Abstract 14050: The Cardiomyocyte Molecular Clock Augments K+ Channel Gene Expression to Safeguard Against a Large Circadian Oscillation in the QT Interval
Circadian rhythms are ~24-hour biological cycles that synchronize the timing of an organism’s physiology to daily changes. The mechanism that underlies circadian function is the molecular clock: a transcription-translation feedback loop comprised of the core clock genes Bmal1, Clock, Per1, Per2, Cry1 and Cry2. Studies with Bmal1-, Per2-, and Cry1-null mice suggest a link between the molecular clock, cardiac K+ channel expression, and ventricular repolarization. However, these studies do not distinguish between disruptions of the central clock in the brain vs. the molecular clock in the heart. We tested the role of the clock in the heart using a tamoxifen-induced cardiomyocyte-specific Bmal1 knockout mouse. We used real-time PCR to measure the expression of KCNA1, KCNA5, KCNB1, KCNQ1, KCNH2, and KCNJ2 in ventricular tissue isolated every 4 hours for 28 hours from vehicle-treated control (iCSBmal1+/+) or tamoxifen-treated (iCSBmal1-/-) mice. In iCSBmal1+/+ hearts, KCNH2 showed a circadian rhythm in mRNA expression that was lost in iCSBmal1-/- hearts. Although the expression of KCNA5, KCNB1, KCNQ1, and KCNJ2 was not circadian in iCSBmal1+/+ hearts, the expression levels were reduced by ~50% in iCSBmal1-/- hearts (p<0.05). Consistent with a reduction in K+ channel gene expression, ECG telemetry showed that the average heart rate corrected QT interval (QTc) was ~15% longer in the iCSBmal1-/- mice (p<0.05; n=5-6 animals each). iCSBmal1+/+ and iCSBmal1-/- mice both showed a robust circadian rhythm in their RR, PQ and QT intervals that peaked 2-3 hours into the light phase. Fitting the circadian rhythms with a sinusoidal model revealed no difference in the the circadian amplitudes for the RR or PQ intervals, but the circadian amplitude of the QT interval was ~85% larger in the iCSBmal1-/- mice (p<0.05).
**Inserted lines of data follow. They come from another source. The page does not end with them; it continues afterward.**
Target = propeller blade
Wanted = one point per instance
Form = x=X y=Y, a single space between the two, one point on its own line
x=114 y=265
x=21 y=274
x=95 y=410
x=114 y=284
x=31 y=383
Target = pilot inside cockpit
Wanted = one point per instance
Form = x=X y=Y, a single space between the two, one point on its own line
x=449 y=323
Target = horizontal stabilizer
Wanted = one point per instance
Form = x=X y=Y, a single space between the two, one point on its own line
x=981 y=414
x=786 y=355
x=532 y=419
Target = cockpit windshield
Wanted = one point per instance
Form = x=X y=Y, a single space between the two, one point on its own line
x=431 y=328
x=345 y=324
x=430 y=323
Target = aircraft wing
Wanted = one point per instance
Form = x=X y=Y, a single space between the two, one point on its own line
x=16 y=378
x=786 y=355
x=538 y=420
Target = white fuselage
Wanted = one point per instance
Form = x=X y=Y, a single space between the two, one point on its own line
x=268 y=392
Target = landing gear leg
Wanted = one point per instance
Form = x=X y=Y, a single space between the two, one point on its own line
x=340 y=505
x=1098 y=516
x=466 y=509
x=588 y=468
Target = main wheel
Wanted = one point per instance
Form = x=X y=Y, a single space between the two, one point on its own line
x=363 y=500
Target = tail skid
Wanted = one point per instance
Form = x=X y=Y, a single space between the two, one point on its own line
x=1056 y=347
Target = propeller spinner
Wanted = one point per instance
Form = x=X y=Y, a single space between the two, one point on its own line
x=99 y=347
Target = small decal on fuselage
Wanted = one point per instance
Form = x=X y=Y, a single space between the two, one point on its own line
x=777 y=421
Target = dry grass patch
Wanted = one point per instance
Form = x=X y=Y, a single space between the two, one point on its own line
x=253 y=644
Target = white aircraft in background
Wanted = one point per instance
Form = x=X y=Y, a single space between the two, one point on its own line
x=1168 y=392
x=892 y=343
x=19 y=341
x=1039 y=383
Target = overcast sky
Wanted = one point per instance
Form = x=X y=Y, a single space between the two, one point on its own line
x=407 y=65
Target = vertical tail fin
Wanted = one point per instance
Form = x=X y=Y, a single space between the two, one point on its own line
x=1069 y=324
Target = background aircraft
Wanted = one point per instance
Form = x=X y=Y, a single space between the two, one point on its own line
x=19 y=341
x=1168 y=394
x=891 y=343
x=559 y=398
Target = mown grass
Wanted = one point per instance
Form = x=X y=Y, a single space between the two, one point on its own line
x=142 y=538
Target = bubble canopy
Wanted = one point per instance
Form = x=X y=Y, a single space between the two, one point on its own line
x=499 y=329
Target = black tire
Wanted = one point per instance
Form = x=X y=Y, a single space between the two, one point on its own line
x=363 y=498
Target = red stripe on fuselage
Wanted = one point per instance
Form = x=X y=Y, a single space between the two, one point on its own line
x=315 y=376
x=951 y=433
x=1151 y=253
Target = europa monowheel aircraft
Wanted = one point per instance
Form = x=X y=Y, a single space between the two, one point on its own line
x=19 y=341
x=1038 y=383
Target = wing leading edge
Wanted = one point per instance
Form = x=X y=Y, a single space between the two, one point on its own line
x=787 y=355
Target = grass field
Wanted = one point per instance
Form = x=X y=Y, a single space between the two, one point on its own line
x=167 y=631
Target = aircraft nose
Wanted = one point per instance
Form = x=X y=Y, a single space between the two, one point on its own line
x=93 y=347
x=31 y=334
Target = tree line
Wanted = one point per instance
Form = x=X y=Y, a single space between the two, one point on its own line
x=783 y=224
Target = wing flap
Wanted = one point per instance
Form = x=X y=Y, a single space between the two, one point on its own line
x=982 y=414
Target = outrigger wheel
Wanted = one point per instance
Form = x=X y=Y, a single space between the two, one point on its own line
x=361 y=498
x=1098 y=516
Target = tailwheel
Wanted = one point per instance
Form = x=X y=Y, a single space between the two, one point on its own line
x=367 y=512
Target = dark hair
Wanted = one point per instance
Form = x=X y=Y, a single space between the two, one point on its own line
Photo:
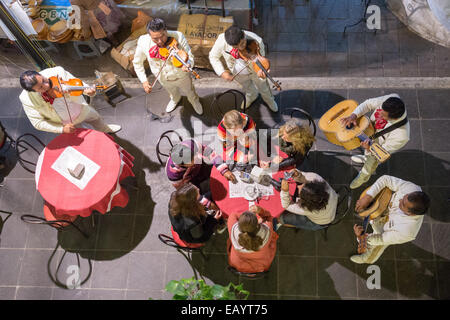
x=394 y=107
x=233 y=35
x=28 y=79
x=184 y=152
x=249 y=227
x=184 y=202
x=420 y=201
x=314 y=195
x=156 y=24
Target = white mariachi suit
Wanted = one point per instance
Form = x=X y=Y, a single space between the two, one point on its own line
x=49 y=117
x=392 y=141
x=396 y=227
x=248 y=79
x=171 y=77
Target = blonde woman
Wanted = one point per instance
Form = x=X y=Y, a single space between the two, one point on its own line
x=294 y=140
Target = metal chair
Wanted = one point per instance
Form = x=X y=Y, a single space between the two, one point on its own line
x=159 y=153
x=185 y=251
x=343 y=207
x=23 y=143
x=251 y=276
x=59 y=224
x=235 y=93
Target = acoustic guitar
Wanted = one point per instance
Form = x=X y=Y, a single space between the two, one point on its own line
x=350 y=137
x=375 y=209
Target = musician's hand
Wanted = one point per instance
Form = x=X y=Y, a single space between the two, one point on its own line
x=184 y=68
x=349 y=120
x=261 y=74
x=147 y=87
x=69 y=128
x=284 y=185
x=363 y=203
x=230 y=176
x=89 y=92
x=227 y=76
x=277 y=159
x=213 y=206
x=218 y=215
x=264 y=164
x=255 y=209
x=366 y=144
x=358 y=230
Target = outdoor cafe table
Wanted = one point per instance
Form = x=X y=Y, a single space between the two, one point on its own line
x=102 y=192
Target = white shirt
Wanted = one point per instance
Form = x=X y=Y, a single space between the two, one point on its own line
x=169 y=72
x=399 y=228
x=323 y=216
x=394 y=140
x=51 y=117
x=220 y=49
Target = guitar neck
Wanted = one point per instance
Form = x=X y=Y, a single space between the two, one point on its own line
x=267 y=73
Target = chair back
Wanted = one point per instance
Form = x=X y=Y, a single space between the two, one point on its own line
x=160 y=153
x=251 y=276
x=57 y=224
x=223 y=100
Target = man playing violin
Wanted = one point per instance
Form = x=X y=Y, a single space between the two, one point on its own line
x=402 y=222
x=229 y=45
x=386 y=111
x=47 y=110
x=171 y=78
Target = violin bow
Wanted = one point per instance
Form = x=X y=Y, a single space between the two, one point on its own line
x=65 y=101
x=159 y=72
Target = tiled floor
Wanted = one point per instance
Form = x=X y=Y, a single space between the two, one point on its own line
x=123 y=258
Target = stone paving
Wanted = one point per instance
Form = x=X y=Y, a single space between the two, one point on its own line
x=129 y=262
x=304 y=39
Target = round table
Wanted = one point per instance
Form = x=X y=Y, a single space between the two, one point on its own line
x=220 y=186
x=102 y=192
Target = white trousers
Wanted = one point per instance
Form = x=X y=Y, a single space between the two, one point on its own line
x=184 y=84
x=373 y=253
x=253 y=85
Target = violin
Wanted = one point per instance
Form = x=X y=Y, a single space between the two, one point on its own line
x=74 y=86
x=252 y=53
x=179 y=57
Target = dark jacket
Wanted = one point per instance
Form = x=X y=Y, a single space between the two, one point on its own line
x=192 y=231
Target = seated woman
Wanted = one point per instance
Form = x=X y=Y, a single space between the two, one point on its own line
x=189 y=218
x=295 y=141
x=315 y=206
x=237 y=132
x=189 y=161
x=252 y=243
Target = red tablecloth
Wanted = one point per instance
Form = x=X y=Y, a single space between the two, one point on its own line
x=103 y=191
x=219 y=188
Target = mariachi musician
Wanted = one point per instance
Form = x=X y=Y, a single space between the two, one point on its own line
x=50 y=111
x=387 y=112
x=171 y=77
x=402 y=222
x=229 y=45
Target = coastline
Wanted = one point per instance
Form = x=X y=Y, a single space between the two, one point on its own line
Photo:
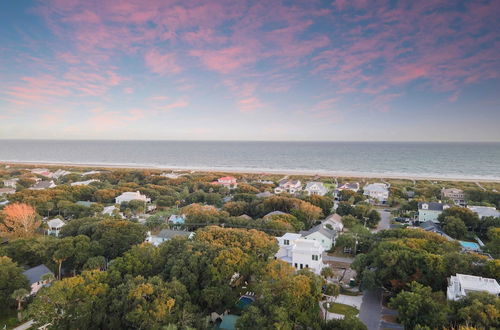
x=320 y=173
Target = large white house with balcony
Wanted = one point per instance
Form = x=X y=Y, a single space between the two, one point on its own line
x=430 y=211
x=460 y=285
x=301 y=253
x=132 y=196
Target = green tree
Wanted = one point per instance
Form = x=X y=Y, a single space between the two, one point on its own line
x=420 y=306
x=11 y=279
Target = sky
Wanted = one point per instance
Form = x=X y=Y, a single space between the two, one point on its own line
x=343 y=70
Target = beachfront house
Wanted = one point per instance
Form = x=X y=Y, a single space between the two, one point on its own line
x=175 y=219
x=323 y=234
x=35 y=277
x=289 y=186
x=83 y=183
x=60 y=173
x=485 y=211
x=460 y=285
x=166 y=235
x=300 y=253
x=132 y=196
x=429 y=211
x=352 y=186
x=377 y=191
x=6 y=191
x=316 y=188
x=43 y=172
x=12 y=183
x=42 y=185
x=54 y=226
x=228 y=182
x=454 y=194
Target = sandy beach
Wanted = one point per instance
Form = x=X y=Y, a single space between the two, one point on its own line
x=338 y=174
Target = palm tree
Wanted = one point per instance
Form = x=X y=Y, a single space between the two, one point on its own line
x=19 y=295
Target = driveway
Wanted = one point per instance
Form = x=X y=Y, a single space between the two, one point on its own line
x=371 y=309
x=385 y=220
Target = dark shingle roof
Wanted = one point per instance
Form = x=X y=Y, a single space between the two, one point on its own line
x=35 y=274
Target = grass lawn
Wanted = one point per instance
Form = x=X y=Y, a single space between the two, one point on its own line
x=342 y=309
x=9 y=318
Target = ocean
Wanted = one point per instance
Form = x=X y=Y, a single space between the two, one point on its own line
x=383 y=159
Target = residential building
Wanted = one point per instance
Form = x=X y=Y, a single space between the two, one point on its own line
x=12 y=183
x=166 y=235
x=60 y=173
x=54 y=226
x=322 y=234
x=335 y=221
x=430 y=211
x=289 y=186
x=43 y=172
x=300 y=253
x=377 y=191
x=41 y=185
x=83 y=183
x=460 y=285
x=228 y=182
x=434 y=227
x=316 y=188
x=132 y=196
x=177 y=219
x=485 y=211
x=34 y=276
x=6 y=191
x=454 y=194
x=352 y=186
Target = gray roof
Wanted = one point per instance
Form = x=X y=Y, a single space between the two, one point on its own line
x=433 y=206
x=35 y=274
x=169 y=234
x=330 y=233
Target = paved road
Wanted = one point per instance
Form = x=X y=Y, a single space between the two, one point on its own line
x=385 y=221
x=24 y=326
x=371 y=309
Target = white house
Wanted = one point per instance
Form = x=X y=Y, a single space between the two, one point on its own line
x=34 y=276
x=132 y=196
x=485 y=211
x=300 y=253
x=316 y=188
x=228 y=182
x=166 y=235
x=55 y=226
x=335 y=221
x=12 y=183
x=323 y=234
x=430 y=211
x=41 y=185
x=377 y=191
x=60 y=173
x=289 y=186
x=83 y=183
x=460 y=285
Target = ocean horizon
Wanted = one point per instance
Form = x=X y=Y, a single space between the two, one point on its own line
x=441 y=160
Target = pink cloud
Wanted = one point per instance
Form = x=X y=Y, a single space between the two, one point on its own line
x=161 y=63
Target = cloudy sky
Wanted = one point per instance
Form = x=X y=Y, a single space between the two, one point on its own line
x=250 y=70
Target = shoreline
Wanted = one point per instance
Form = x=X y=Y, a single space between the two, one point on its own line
x=320 y=173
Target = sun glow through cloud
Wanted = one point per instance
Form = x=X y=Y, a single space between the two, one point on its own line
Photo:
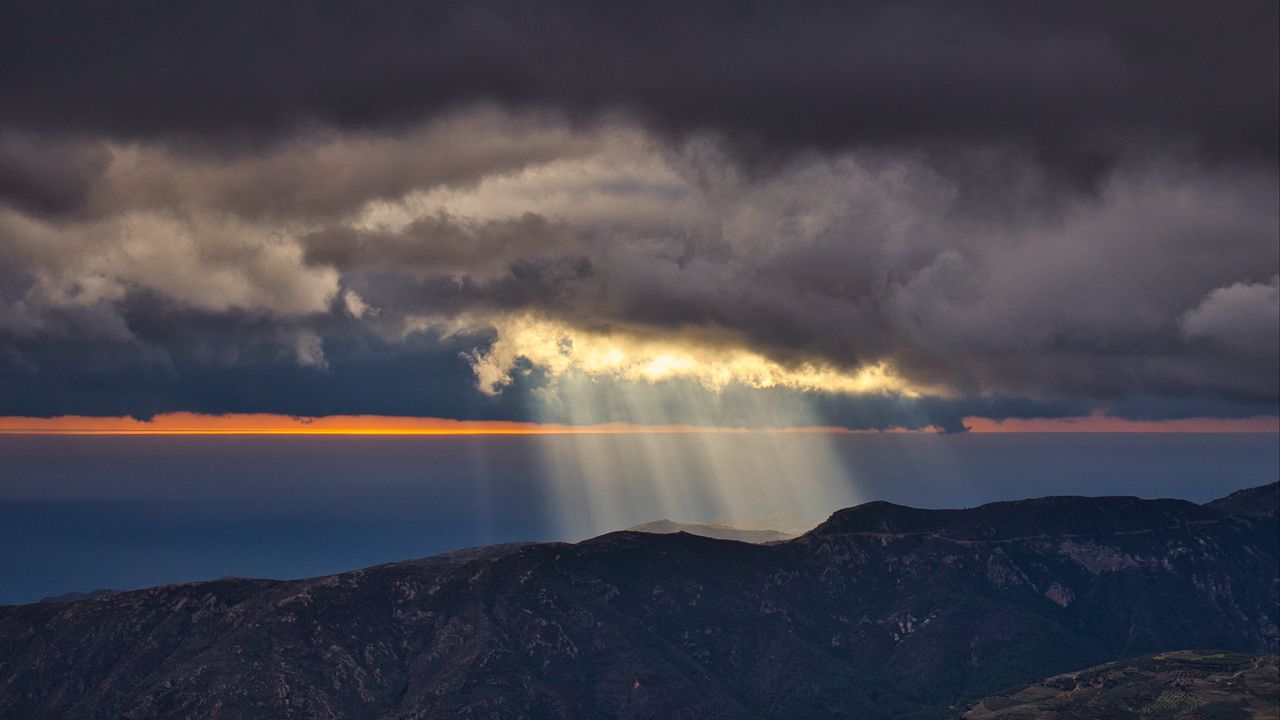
x=713 y=361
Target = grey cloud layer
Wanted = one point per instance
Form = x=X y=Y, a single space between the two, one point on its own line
x=1031 y=209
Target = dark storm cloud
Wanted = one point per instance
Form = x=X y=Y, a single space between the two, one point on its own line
x=315 y=208
x=1075 y=82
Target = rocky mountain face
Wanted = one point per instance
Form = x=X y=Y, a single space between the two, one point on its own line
x=881 y=611
x=1170 y=686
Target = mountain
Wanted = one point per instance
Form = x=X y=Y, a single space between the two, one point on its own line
x=1174 y=686
x=712 y=531
x=882 y=611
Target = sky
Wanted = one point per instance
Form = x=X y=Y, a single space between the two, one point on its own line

Linear regression analyses between the natural logarithms of the QT and RR intervals showed that the amplified circadian oscillation of the QT interval in the iCSBmal1-/- mice increased the slope of the QT-RR relation by >65% (p<0.05). These data provide a direct link between the cardiomyocyte clock and ventricular repolarization: the cardiomyocyte clock enhances K+ channel gene expression to protect against large circadian fluctuations in the QT interval.
- © 2013 by American Heart Association, Inc.